He even shot Marshall Matt Dillon.
Then he auditioned to play the role of Gomer Pyle on The Andy Griffith Show, but lost out to Jim Nabors. And he really wanted that part. When he saw the first episode on television featuring Nabors as Gomer, he put his foot through the television screen. Later, when Gomer left Mayberry to join the Marines, his cousin came to town to run the gas station.
And that's when George Lindsey got his big break--as Goober Pyle.
He played that role for many years, first in Mayberry and eventually on Hee-Haw. Even today, when we see a photograph of him, we think "That's Goober." But that wasn't all he did. For example, through celebrity golf tournaments, he raised nearly $2 million for the Alabama Special Olympics.

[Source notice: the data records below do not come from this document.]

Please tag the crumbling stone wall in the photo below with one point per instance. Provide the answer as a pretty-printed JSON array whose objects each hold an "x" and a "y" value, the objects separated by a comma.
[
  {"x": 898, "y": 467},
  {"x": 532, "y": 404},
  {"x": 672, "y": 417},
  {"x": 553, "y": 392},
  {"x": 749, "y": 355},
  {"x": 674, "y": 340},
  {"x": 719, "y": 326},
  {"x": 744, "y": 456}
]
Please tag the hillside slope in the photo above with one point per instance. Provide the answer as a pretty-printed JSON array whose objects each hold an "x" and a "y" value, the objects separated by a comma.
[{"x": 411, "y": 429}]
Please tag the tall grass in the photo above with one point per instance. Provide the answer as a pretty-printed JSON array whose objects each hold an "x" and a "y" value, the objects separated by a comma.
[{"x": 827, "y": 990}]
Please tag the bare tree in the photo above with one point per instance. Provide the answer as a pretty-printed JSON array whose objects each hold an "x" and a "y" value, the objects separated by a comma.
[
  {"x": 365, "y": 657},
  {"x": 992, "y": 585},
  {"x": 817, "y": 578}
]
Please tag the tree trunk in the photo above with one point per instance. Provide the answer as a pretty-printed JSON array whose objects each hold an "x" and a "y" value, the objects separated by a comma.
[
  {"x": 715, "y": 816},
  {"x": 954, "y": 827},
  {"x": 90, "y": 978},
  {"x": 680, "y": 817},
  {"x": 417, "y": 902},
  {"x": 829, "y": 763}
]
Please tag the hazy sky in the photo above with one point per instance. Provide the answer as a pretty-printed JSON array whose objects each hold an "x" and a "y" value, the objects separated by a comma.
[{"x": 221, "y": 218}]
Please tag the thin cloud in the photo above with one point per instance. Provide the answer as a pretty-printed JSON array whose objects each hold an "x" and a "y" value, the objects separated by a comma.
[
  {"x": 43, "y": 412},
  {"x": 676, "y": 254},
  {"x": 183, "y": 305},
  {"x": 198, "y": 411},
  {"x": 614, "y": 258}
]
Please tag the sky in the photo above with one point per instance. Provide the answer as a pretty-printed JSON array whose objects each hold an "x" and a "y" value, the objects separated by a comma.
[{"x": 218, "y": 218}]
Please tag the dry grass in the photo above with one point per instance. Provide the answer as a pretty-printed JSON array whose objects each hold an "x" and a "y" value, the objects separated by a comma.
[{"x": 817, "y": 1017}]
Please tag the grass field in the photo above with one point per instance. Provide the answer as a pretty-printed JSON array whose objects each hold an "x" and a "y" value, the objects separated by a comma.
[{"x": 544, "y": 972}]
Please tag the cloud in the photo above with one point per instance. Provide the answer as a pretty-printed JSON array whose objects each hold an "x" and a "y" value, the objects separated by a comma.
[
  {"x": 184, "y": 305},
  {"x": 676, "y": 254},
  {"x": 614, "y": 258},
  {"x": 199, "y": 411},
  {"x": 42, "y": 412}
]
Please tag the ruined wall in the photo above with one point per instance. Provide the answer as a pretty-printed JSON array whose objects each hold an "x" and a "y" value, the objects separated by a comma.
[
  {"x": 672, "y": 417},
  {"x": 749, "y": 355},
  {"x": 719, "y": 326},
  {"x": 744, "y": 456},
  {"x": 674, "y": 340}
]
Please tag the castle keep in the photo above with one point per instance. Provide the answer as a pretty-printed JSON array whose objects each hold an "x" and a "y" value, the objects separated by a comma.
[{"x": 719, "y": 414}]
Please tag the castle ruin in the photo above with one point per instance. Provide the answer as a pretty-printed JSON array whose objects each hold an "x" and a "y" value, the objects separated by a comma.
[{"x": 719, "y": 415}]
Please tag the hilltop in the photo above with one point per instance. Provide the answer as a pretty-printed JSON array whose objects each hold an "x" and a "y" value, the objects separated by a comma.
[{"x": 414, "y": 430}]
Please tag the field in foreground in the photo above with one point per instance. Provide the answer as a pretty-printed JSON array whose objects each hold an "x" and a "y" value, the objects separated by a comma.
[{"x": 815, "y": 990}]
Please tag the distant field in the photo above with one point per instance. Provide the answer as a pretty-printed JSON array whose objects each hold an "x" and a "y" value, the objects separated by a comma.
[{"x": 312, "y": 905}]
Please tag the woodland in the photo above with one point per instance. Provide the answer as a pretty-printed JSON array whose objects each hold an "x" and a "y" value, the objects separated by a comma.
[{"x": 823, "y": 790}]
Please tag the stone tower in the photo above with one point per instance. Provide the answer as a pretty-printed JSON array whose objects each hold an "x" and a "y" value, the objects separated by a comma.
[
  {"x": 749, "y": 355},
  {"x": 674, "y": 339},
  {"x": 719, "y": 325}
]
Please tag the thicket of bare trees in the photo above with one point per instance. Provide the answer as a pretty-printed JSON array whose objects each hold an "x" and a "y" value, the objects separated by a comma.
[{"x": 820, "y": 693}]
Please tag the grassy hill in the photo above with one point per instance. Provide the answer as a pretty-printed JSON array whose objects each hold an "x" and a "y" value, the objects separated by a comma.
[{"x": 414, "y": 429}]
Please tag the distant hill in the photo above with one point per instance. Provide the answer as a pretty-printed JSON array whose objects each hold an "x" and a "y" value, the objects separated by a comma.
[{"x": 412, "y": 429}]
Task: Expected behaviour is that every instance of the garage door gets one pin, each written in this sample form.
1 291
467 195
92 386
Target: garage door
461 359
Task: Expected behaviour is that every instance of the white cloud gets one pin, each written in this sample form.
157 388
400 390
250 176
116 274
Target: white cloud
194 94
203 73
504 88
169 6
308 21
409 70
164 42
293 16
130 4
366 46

He and Andy Griffith stayed in close touch with one another through the years. And this brings us to our point. When George Lindsey died on May 6, 2012, at the age of 83, his long-time friend Andy Griffith issued a statement, in which he declared that he had great respect for George. He said that they often spoke by telephone. Griffith said, "We would talk about our health, how much we missed our friends who passed before us and usually about something funny."
But now pay attention to this: Griffith went on to say, "I am happy to say that as we found ourselves in our eighties, we were not afraid to say, 'I love you.' That was the last thing George and I had to say to each other: 'I love you.'"

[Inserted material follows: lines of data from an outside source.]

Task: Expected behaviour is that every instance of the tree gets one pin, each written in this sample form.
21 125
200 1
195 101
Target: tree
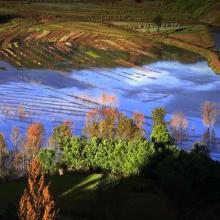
16 139
60 132
3 156
179 125
32 143
209 114
158 21
127 129
36 202
161 136
47 159
158 116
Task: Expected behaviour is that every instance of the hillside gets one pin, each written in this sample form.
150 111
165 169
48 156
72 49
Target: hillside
207 11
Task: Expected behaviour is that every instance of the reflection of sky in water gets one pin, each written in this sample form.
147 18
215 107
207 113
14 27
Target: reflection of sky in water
175 86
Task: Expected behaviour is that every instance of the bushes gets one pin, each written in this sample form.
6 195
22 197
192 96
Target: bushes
47 159
115 156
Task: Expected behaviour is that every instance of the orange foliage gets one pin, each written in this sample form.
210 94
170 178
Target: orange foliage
138 119
36 202
34 138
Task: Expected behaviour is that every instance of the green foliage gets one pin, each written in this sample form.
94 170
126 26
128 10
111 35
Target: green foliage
47 159
127 129
3 156
158 116
200 148
161 136
115 156
74 150
60 132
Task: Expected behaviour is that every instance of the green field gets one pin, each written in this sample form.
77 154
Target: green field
76 196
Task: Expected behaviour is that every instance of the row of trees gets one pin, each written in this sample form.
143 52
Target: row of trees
103 123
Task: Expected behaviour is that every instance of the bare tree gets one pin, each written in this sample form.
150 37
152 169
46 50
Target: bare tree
209 114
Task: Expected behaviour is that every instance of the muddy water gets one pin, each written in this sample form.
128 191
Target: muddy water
179 82
216 34
52 96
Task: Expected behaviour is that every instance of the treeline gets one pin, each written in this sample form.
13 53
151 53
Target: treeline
110 142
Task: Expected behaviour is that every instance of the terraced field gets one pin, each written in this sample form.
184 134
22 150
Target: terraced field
53 68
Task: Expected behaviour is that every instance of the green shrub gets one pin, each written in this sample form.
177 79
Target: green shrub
47 158
115 156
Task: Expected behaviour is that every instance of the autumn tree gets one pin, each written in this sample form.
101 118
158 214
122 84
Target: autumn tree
36 202
127 129
3 156
59 133
209 114
33 141
107 122
179 125
17 155
158 116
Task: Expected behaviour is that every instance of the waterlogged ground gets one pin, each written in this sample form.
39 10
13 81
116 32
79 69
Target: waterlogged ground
50 96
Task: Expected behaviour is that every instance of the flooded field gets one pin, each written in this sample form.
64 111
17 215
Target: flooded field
49 96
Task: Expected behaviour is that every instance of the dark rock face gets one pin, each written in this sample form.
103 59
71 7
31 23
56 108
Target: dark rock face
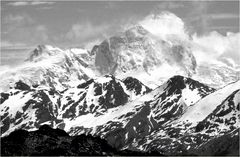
22 86
227 114
117 54
3 97
135 85
225 145
47 142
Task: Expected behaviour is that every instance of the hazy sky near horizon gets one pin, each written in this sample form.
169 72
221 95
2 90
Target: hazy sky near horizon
74 23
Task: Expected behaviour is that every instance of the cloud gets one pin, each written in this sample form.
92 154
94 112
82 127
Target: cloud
8 44
222 16
85 31
214 46
164 24
31 3
169 5
23 28
18 19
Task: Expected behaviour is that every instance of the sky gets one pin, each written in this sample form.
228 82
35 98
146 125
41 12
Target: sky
26 24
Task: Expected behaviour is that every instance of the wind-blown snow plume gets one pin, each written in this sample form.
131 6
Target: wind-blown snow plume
165 25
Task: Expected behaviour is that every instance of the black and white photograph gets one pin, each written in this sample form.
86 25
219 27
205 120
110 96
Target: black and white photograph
120 78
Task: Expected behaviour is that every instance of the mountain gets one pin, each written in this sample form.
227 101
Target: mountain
136 51
150 120
140 91
47 142
51 67
29 107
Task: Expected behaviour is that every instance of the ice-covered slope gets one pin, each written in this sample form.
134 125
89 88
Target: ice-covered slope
52 67
29 107
137 52
206 106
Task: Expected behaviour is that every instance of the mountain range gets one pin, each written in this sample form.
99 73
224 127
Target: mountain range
135 92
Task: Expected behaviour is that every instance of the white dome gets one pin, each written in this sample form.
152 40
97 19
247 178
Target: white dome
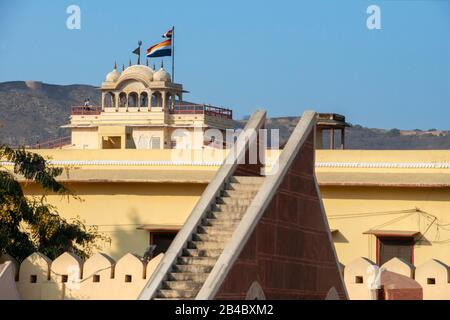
161 75
139 70
112 76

And now Andy Griffith is gone, too.
I read Griffith's statement and realized that there are plenty of people around me that need to hear those words. And since we never know when we'll speak for the last time to one another, shouldn't our parting words be those of love and acceptance? Whether you actually say "I love you," or not, make sure that those who know you would remember something loving and kind--and Christ-like--about you. And remember the words of 1 Peter 4:8, "Above all, love each other deeply, because love covers over a multitude of sins."